Once the flurry of skirts and crocheted wraps and reticules were settled, along with their owners, in the parlor, Victoria realized that Sara Regalado was missing. Drat and blast! She should have hung back and waited to enter the room until she was sure the other woman had joined them.
That faintly supercilious smile during the soup course had implied the Italian chit was up to no good. But now Victoria was in a fix. The men were in the study, enjoying their cigars and brandy, and until they came in to join the women in the parlor, she was going to be stuck here, playing whist or listening to wedding plans or gossip about who was fornicating with whom.
Or at least, if she weren’t Victoria Gardella Grantworth de Lacy, she would be stuck in this green and gold parlor, playing the polite Society matron. But being Illa Gardella, and having other matters to deal with besides gossip and fashion, she would take matters into her own hands.
Victoria stood, excusing herself to freshen up.
And, as luck would have it, as she started out of the room, she glanced toward one of the hip-level square windows that faced the Hungreaths’ enthusiastic gardens of pergolas flanked by clusters of lilies and hyacinth bushes, decorated with climbing roses. She saw the flutter of a rose-colored fabric as it passed behind the statue of a water-spouting cupid.
Sara had been wearing a rose-colored frock.
Moments later, Victoria was hurrying along the slate pathway, staying out of sight of the house windows as much as possible. Although she had to enter from the other side of the garden, she found the cupid fountain and started off in the direction in which the fluttering skirt had disappeared.
Victoria avoided dry sticks and rustling leaves, peering around trees and hedges before turning a corner. One arm of the path took her through the herb garden, where she passed clumps of silver-leafed sage, yellow hyssop, and miniature myrtle. She paused often to look through a filter of climbing rose vines and decorative wrought iron, or clusters of tall grasses and equally tall blooms.
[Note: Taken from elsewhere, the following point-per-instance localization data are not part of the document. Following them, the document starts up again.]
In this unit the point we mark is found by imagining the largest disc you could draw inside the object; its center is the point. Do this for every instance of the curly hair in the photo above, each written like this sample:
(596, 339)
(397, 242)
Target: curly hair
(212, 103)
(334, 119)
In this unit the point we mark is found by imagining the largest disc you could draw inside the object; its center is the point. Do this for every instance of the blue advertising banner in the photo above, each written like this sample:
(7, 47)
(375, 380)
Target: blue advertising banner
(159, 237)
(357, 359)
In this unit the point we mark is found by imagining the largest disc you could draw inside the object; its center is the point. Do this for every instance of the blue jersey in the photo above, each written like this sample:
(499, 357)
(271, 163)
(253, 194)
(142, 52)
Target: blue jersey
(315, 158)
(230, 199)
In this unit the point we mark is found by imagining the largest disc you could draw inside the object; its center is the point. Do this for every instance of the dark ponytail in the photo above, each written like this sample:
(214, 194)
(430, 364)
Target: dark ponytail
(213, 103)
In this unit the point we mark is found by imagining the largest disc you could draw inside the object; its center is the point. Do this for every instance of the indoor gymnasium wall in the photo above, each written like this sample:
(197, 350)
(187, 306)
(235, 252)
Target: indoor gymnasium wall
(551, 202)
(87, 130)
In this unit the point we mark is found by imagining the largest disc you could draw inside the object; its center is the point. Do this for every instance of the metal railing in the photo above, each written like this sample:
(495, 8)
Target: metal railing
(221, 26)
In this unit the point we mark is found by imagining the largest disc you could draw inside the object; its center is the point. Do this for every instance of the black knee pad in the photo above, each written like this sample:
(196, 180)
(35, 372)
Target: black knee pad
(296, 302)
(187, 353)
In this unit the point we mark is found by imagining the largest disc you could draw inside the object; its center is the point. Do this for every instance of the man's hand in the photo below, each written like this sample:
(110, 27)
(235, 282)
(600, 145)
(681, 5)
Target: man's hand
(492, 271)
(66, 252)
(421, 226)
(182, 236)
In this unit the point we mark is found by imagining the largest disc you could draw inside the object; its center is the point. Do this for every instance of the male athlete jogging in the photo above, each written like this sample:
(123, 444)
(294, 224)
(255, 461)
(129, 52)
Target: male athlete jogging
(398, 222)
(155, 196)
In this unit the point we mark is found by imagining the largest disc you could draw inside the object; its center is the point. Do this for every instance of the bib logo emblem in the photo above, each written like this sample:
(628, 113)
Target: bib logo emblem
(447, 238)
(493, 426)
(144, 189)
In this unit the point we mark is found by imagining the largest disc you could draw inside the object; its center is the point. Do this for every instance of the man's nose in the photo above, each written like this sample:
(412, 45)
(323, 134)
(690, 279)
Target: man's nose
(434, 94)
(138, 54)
Everything was still but the spray of water from the cupid’s mouth, rumbling in the distance. A bird chirped a warning, then fluttered to its nest, sending a few dried leaves drifting down. The sun lowered, its orange ball blazing through the treetops in the distance, still clearly lighting the garden.
Victoria increased her pace, and found herself retracing her steps through the four large circular pathways of the garden, all of which intersected at the cupid fountain. There was no one about.
Frowning, she pivoted at last to return to the house, admitting defeat. Either she hadn’t seen what she thought she had, or Sara had made her way back inside. Or she was hiding somewhere that Victoria couldn’t find—but there was really no place for her to do so.